In our current era of staggering polarization, I carry lessons I learned from watching Kofi handle highly charged situations. Shortly after former Venezuelan President Hugo Chavez called out President George W. Bush as the Devil himself on the floor of the General Assembly, the Secretary-General held a private meeting with him. After hearing out a baker’s dozen or so complaints from Chavez, the Secretary-General quietly chided him, “There are no devils here. You are a president. He is a president. Your job is to solve problems. I know you are both capable of that.” Shortly thereafter the hot war of words calmed, opening a window for dialogue. Kofi spoke truth to power – not gratuitously or glibly, but strategically – even as he remained under attack for doing just that.

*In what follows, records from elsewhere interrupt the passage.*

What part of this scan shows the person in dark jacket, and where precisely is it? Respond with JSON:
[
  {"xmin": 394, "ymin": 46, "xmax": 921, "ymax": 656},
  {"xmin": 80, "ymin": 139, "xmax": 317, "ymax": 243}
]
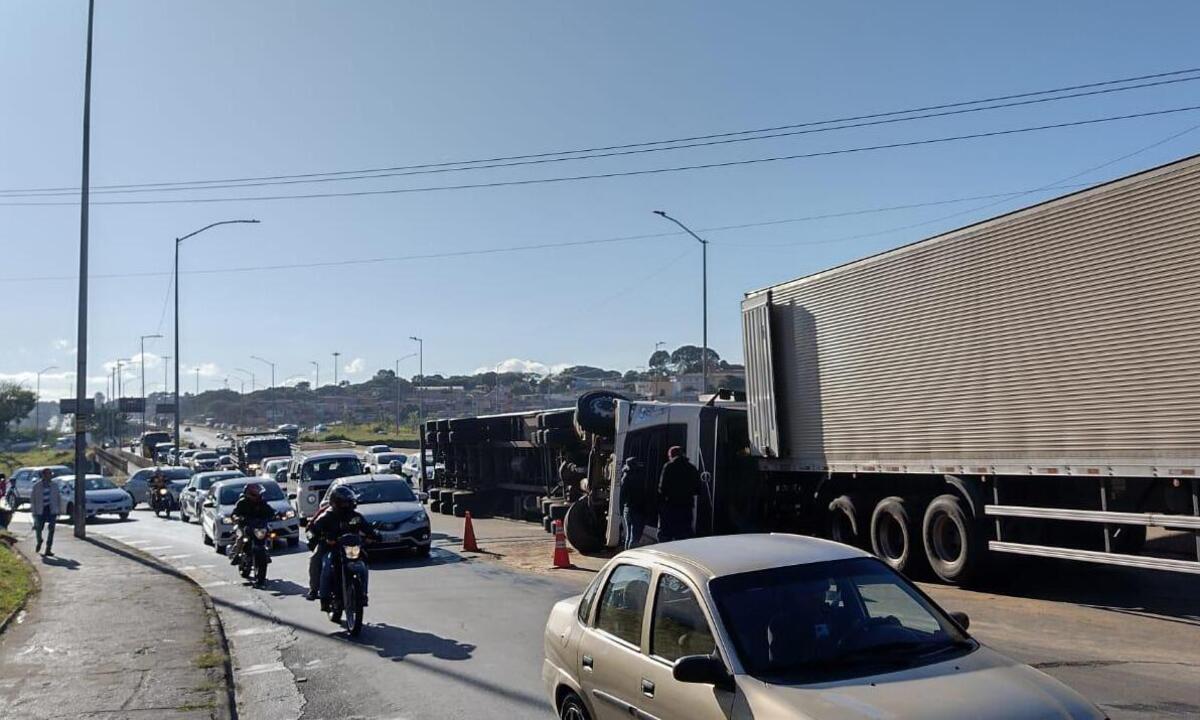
[
  {"xmin": 659, "ymin": 445, "xmax": 700, "ymax": 542},
  {"xmin": 620, "ymin": 457, "xmax": 653, "ymax": 550},
  {"xmin": 229, "ymin": 482, "xmax": 276, "ymax": 565}
]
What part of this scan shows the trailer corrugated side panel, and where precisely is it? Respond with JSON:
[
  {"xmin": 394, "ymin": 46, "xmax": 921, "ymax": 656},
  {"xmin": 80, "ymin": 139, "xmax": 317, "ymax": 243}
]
[{"xmin": 743, "ymin": 156, "xmax": 1200, "ymax": 474}]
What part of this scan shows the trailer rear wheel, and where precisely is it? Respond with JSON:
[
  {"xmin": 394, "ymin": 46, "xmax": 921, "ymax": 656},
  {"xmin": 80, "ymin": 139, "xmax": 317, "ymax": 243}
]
[
  {"xmin": 563, "ymin": 498, "xmax": 604, "ymax": 554},
  {"xmin": 920, "ymin": 494, "xmax": 983, "ymax": 584},
  {"xmin": 871, "ymin": 496, "xmax": 916, "ymax": 572},
  {"xmin": 828, "ymin": 496, "xmax": 863, "ymax": 547}
]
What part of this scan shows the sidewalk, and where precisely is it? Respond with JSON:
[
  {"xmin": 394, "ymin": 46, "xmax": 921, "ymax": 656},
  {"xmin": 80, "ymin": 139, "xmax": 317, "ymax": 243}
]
[{"xmin": 0, "ymin": 526, "xmax": 228, "ymax": 720}]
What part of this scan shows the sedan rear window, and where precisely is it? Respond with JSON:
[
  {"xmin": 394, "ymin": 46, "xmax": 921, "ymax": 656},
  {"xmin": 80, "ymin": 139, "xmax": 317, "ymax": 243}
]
[{"xmin": 596, "ymin": 565, "xmax": 650, "ymax": 647}]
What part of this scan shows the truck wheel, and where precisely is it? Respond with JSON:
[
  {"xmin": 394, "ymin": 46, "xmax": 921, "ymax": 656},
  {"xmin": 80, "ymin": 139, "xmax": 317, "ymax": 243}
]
[
  {"xmin": 871, "ymin": 496, "xmax": 916, "ymax": 574},
  {"xmin": 828, "ymin": 496, "xmax": 863, "ymax": 547},
  {"xmin": 563, "ymin": 498, "xmax": 604, "ymax": 554},
  {"xmin": 920, "ymin": 494, "xmax": 983, "ymax": 584}
]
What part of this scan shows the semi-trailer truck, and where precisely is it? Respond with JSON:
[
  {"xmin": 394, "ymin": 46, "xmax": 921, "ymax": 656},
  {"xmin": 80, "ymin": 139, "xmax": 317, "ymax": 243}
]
[{"xmin": 433, "ymin": 156, "xmax": 1200, "ymax": 583}]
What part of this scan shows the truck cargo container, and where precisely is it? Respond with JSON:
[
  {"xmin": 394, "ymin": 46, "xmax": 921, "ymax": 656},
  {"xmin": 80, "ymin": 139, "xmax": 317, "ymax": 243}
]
[{"xmin": 571, "ymin": 151, "xmax": 1200, "ymax": 582}]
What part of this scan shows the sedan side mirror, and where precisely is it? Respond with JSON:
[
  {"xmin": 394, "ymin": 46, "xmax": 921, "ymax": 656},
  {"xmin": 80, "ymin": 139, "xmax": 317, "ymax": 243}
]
[{"xmin": 671, "ymin": 655, "xmax": 733, "ymax": 690}]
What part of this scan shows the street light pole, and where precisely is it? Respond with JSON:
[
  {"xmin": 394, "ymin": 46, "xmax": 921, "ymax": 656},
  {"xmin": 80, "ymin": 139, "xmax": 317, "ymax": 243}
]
[
  {"xmin": 34, "ymin": 365, "xmax": 59, "ymax": 448},
  {"xmin": 138, "ymin": 334, "xmax": 162, "ymax": 434},
  {"xmin": 396, "ymin": 353, "xmax": 416, "ymax": 434},
  {"xmin": 73, "ymin": 0, "xmax": 96, "ymax": 538},
  {"xmin": 654, "ymin": 210, "xmax": 708, "ymax": 395},
  {"xmin": 250, "ymin": 355, "xmax": 280, "ymax": 422},
  {"xmin": 174, "ymin": 220, "xmax": 258, "ymax": 456}
]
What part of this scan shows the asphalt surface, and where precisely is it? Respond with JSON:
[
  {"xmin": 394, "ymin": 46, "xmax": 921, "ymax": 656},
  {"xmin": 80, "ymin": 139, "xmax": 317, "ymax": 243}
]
[{"xmin": 133, "ymin": 428, "xmax": 1200, "ymax": 720}]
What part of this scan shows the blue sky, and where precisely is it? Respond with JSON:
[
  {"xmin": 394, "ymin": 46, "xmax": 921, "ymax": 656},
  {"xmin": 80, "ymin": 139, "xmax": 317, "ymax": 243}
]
[{"xmin": 0, "ymin": 0, "xmax": 1200, "ymax": 397}]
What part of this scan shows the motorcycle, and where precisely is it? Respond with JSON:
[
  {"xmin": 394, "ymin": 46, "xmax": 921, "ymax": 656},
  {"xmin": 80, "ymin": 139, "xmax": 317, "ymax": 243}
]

Leaders need fortitude, but they also need stamina. Kofi was a natural sprinter in college, and walked at a pace throughout his life that would wind Usain Bolt. And yet, when it came to the big races – the wars, the humanitarian disasters, the political reversals, the glacial pace of change – he endured the marathon for the good of others, with stamina, patience and grace.
So now the race is over, and you can rest Papa Kofi. The burdens are ours now.
Rest in Peace sir, in full knowledge that “Peace, Sustainable Development, and Human Rights for All” are a reality for hundreds of millions because of your sojourn on this earth.